Ia menambahkan, kehadiran pemateri yang kompeten di bidangnya diharapkan mampu membantu para imam memperbaiki kekeliruan bacaan yang masih ditemukan di lapangan.

“Kita menghadirkan Syekh dari Yaman dan juga guru kita Prof Muammar Bakry agar para imam kita bisa langsung mengoreksi jika masih ada kekeliruan, sehingga kualitas ibadah berjamaah di masjid-masjid kita semakin sempurna dan khusyuk,” ujarnya.

Dalam coaching clinic itu, peserta mendapat materi langsung dari Syekh Abdul Aziz Al Areqi, imam asal Yaman, serta Prof Dr H Muammar Bakry, yang juga merupakan Imam Besar Masjid Al Markaz Al Islami. Keduanya membimbing peserta dalam memperbaiki pelafalan huruf, makhraj, hingga ketepatan bacaan Al-Fatihah.

Tak hanya pembinaan dari sisi keilmuan, kegiatan ini juga dirangkaikan dengan penyerahan bantuan sosial kepada para imam masjid. Bosowa Peduli menyalurkan Paket Pangan Ramadan dan Paket Buka Puasa sebagai bentuk apresiasi atas pengabdian imam dalam melayani umat.

Head of Bosowa Peduli, Hafit Timor Mas’ud, mengatakan program tersebut merupakan bentuk kepedulian terhadap para imam, baik dari sisi peningkatan kapasitas maupun dukungan sosial selama Ramadan.

“Kami ingin memuliakan para imam, tidak hanya dari sisi peningkatan kapasitas ilmunya, tetapi juga memberikan dukungan sosial agar mereka dapat menjalankan tugas dengan tenang selama bulan Ramadan ini,” kata Hafit.

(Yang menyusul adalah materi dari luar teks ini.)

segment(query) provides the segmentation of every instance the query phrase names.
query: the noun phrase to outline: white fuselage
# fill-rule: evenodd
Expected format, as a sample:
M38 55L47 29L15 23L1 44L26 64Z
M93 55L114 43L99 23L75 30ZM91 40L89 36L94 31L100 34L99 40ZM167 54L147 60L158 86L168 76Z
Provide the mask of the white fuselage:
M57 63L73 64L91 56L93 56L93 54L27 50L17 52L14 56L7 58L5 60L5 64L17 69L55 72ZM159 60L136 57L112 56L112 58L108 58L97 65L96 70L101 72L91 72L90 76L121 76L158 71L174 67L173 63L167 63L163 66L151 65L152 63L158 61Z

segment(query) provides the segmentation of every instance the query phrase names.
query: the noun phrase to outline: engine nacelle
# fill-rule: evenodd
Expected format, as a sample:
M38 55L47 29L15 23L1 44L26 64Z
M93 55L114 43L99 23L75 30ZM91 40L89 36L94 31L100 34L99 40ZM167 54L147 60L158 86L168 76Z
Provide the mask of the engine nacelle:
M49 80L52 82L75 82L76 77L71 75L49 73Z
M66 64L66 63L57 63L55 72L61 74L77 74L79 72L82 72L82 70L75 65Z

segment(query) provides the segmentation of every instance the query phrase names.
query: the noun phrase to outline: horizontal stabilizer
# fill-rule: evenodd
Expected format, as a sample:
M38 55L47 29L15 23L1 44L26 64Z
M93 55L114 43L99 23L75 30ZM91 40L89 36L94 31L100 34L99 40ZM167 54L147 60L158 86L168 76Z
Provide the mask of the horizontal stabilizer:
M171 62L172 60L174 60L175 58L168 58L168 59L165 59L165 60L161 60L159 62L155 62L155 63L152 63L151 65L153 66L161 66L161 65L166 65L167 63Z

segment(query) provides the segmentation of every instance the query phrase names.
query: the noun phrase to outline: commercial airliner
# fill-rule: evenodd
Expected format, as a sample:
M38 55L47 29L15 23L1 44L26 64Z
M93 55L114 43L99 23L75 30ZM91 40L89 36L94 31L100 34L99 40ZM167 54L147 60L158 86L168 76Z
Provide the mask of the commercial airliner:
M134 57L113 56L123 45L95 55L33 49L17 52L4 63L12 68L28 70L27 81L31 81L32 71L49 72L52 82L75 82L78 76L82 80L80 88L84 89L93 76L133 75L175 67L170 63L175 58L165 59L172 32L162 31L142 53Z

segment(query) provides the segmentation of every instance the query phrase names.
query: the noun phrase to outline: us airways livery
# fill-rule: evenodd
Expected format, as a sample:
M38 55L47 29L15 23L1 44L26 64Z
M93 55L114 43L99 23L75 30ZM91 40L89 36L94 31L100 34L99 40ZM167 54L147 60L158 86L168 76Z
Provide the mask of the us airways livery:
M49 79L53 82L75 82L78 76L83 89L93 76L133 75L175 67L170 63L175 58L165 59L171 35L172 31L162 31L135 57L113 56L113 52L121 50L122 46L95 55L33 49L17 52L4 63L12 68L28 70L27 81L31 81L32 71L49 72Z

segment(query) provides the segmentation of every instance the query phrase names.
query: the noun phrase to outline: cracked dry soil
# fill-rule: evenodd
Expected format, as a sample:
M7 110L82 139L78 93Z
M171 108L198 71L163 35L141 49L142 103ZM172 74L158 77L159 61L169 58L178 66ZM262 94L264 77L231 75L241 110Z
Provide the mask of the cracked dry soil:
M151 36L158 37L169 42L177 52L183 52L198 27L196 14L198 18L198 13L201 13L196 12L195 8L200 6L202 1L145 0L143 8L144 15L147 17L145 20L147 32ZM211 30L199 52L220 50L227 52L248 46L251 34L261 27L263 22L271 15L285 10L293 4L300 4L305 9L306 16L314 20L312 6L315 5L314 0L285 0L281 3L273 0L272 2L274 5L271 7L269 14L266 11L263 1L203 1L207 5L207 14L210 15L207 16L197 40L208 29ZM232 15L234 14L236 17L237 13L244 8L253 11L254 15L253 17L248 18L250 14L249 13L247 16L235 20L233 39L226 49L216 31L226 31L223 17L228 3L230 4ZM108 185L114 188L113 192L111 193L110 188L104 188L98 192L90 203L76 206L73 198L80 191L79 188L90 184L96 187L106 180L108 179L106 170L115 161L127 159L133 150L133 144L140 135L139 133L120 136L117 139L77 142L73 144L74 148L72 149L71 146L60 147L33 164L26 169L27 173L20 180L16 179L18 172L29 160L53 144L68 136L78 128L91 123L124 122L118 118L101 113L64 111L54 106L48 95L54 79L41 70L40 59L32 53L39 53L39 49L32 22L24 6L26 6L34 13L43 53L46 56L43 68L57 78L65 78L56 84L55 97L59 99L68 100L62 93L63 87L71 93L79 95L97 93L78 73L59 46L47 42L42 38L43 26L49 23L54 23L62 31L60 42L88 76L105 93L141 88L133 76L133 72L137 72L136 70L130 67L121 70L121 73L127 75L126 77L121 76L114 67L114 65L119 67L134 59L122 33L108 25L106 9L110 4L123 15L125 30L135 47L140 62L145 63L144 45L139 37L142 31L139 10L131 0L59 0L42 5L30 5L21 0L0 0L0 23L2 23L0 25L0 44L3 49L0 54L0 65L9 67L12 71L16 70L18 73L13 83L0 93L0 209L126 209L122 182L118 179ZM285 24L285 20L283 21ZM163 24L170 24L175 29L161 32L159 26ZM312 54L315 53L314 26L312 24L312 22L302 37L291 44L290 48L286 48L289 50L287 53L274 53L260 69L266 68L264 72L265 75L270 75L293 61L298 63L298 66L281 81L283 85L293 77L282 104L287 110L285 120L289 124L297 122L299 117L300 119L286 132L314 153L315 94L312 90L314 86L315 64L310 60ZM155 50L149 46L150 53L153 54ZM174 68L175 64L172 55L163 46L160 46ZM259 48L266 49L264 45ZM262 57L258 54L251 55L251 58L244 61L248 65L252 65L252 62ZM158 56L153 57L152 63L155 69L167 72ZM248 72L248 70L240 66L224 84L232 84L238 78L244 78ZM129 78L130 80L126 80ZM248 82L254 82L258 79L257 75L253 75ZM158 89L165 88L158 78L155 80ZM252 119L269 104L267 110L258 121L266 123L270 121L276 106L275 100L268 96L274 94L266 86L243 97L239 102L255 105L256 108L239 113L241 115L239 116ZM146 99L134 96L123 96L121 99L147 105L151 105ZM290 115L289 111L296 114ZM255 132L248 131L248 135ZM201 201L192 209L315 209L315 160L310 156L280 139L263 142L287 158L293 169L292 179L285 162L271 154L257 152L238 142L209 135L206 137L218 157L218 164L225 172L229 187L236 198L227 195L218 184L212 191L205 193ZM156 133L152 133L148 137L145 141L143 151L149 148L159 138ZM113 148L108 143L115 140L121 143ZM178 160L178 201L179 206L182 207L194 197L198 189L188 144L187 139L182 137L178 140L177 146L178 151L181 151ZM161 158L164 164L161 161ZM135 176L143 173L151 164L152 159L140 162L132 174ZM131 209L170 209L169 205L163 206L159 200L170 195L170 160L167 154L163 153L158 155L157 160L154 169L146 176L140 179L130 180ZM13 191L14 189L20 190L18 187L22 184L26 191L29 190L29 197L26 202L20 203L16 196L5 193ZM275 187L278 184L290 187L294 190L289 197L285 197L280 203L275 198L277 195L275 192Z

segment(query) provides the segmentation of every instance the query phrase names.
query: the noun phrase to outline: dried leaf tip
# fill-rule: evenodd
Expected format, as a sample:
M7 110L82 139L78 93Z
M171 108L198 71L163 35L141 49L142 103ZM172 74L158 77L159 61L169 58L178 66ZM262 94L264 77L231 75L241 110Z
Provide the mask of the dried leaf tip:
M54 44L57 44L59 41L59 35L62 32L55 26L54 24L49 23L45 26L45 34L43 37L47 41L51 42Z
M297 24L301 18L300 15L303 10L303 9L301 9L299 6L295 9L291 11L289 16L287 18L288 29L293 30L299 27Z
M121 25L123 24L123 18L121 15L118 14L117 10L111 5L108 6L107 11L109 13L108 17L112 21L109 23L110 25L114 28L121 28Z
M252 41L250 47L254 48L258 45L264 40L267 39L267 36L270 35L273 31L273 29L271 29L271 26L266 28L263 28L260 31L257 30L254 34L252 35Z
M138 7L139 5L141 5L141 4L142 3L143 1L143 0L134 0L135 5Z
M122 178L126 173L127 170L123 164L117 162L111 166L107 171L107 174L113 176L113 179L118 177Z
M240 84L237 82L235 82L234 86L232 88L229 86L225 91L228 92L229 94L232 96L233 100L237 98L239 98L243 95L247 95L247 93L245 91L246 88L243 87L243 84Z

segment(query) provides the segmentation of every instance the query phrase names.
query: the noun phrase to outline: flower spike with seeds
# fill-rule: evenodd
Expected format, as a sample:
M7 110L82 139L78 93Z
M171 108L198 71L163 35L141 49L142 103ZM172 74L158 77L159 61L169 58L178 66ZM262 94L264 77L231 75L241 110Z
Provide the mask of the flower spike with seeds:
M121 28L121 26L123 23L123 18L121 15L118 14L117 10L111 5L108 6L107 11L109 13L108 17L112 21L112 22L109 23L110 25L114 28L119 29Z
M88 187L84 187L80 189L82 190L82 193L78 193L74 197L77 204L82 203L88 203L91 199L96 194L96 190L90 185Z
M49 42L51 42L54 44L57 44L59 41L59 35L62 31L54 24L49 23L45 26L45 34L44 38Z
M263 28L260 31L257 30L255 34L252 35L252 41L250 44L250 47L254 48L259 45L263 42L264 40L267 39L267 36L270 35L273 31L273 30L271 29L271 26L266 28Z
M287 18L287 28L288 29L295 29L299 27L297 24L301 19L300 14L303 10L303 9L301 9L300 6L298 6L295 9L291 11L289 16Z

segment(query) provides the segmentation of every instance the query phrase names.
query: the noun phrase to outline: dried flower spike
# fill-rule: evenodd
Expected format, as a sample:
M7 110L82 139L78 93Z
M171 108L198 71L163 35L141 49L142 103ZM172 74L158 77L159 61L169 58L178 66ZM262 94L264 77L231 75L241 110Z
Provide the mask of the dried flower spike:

Melalui kolaborasi ini, Bosowa Peduli dan Pemerintah Kota Makassar berharap kualitas imam masjid di Makassar semakin meningkat, sehingga pelayanan ibadah kepada masyarakat juga makin baik.

Sinergi tersebut sekaligus diharapkan memperkuat peran masjid sebagai pusat pembinaan umat di tengah masyarakat.